The General Anti Avoidance Rule
Contrary to some claims, China’s GAAR is not “one sentence in a quasi-civil law statute“. The GAAR is actually conained in three legal documents - the EITL (promulgated by the NPC), the EITL Implementing Regulations (promulgated by the State Council) and the Notice of the State Administration of Taxation on Issuing the Measures for the Implementation of Special Tax Adjustments (for Trial Implementation) (“Measures No 2“) (promulgated by the SAT but authorised by the Implementing Regulations).
As mentioned in an earlier post on 698, Article 47 of the EITL basically empowers the SAT to make a tax adjustment where a transaction has been entered into:
- that results in a reduction in taxable income; and
- has no reasonable business purpose.
Article 120 of the Implementing Regulations of the Enterprise Income Tax Law then defines “reasonable business purpose” as:
The expression “not have a reasonable business purpose” as used in Article 47 of the EIT Law means that the main purpose is to reduce, exempt or defer the payment of taxes.
Article 92 of Measures No. 2 then provides that anti-avoidance investigations should target the following arrangements:
- Abusing tax preferences;
- Abusing a tax agreement;
- Abusing the corporate organizational form;
- Avoiding tax through a tax haven; and
- Any other arrangement without a reasonable business purpose.

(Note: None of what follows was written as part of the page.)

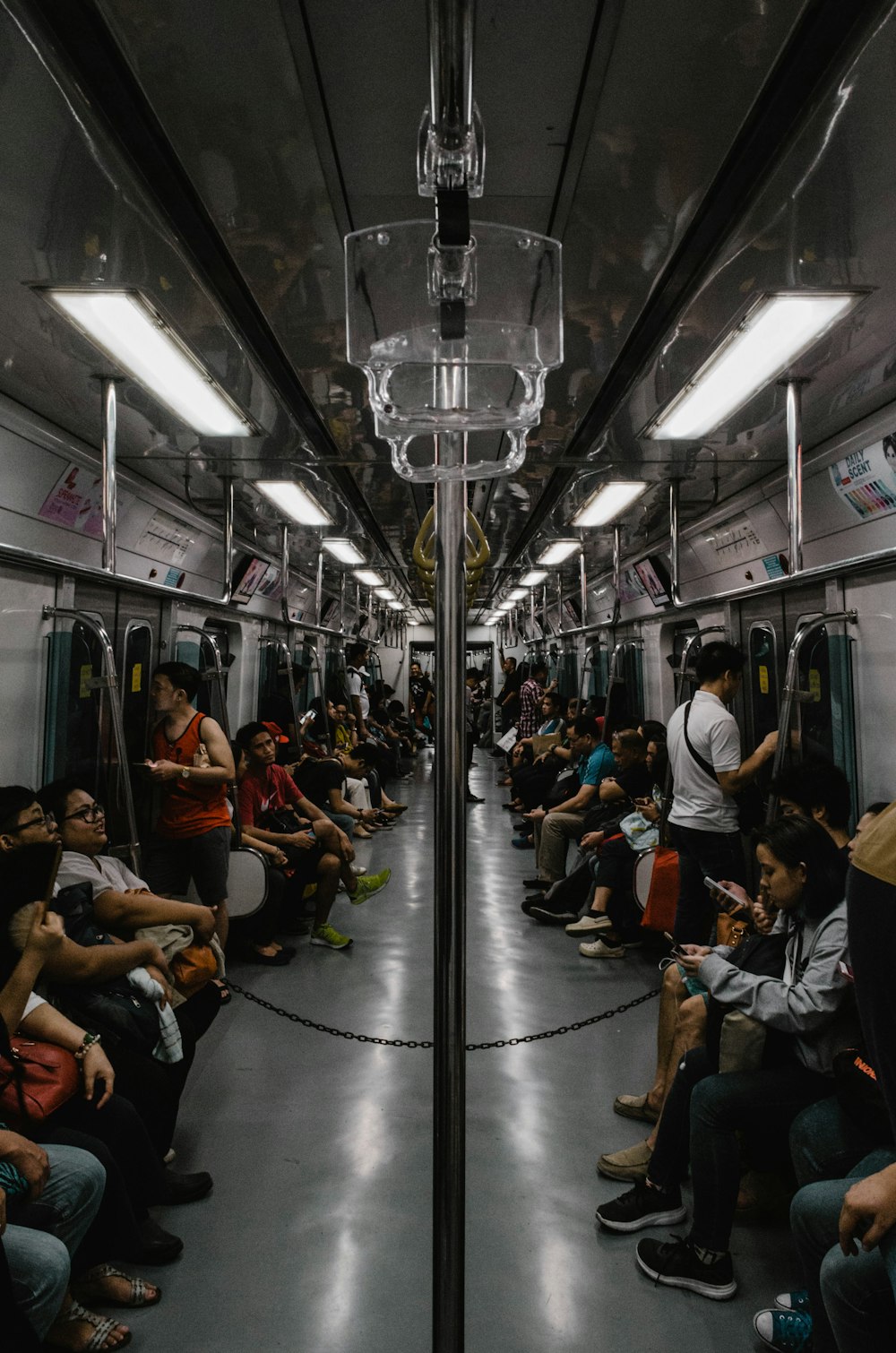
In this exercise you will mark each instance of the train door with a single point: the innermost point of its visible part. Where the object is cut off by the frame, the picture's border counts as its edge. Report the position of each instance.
(625, 706)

Article 93 of Measures No 2 indicates the principle of “substance prevails over form” should be followed and that the following matters should be considered:
- The form and substance of an arrangement;
- The time of conclusion and the period of execution of an arrangement;
- The manners for realizing an arrangement;
- The connections between different steps or components of an arrangement;
- The changes of financial status of each party involved in an arrangement; and
- The tax results of an arrangement.
Articles 94, 95, 96 and 97 then provide further detail on how investigations should be conducted, matters to be considered, the method of canceling tax benefits and what can be expected from the taxpayers (and its professional advisers).
That seems fairly detailed and rather precise to me. Compare this with Australia’s first GAAR (that has now been repealed and replaced). The former section 260 of the Income Tax Assessment Act 1936 held any contract
- altering the incidence of any income tax;
- relieving any person from liability to pay any income tax or make any return;
- defeating, evading, or avoiding any duty or liability imposed on any person by this Act; or
- preventing the operation of this Act in any respect;
- to be void as against the Commissioner.
That was it – pure and simple.
Do vague tax laws always favour the tax officials?
This leads me to a point I made above. In developed tax jurisdictions vague, broad laws can be counter-productive – section 260 is a case in point. From 1936 to 1981 (apart from some early positive cases) this section was over time gradually read down by the courts so that it was effectively neutered. Initially this was done on the basis that the section:
“The section, if construed literally, would extend to every transaction whether voluntary or for value which had the effect of reducing the income of any taxpayer” (Deputy Federal Commissioner of Taxation v Purcell (1921) per Knox CJ) (this was with respect to earlier legislation drafted in similar terms)
However, the courts in the 1950′s provided that section 260 had no application where the taxpayer made a choice between two alternatives explicitly permitted by Act. This may seem a common sense approach. However, in the 1970′s, this “choice principle” was subsequently used to allow taxpayers to flagrantly construct circumstances permitted by the Act to avoid the operation of section 260.
This could not occur in China. All decisions in cases that I have seen which involve disputed interpretations of vague tax provisions have been interpreted to provide the widest possible meaning. I am also not aware of any case where a SAT Circular (or other Regulation) has been invalidated by the courts because of an inconsistency with a Basic Law. A colleague has mentioned (Im not sure if this was a tax case) that there was a case where the judge held a regulation to be inconsistent and refused to enforce it. However, this judge was, apparently, subsequently suspended. Caution should be used in relying on this story as may be the legal equivalent of an urban myth.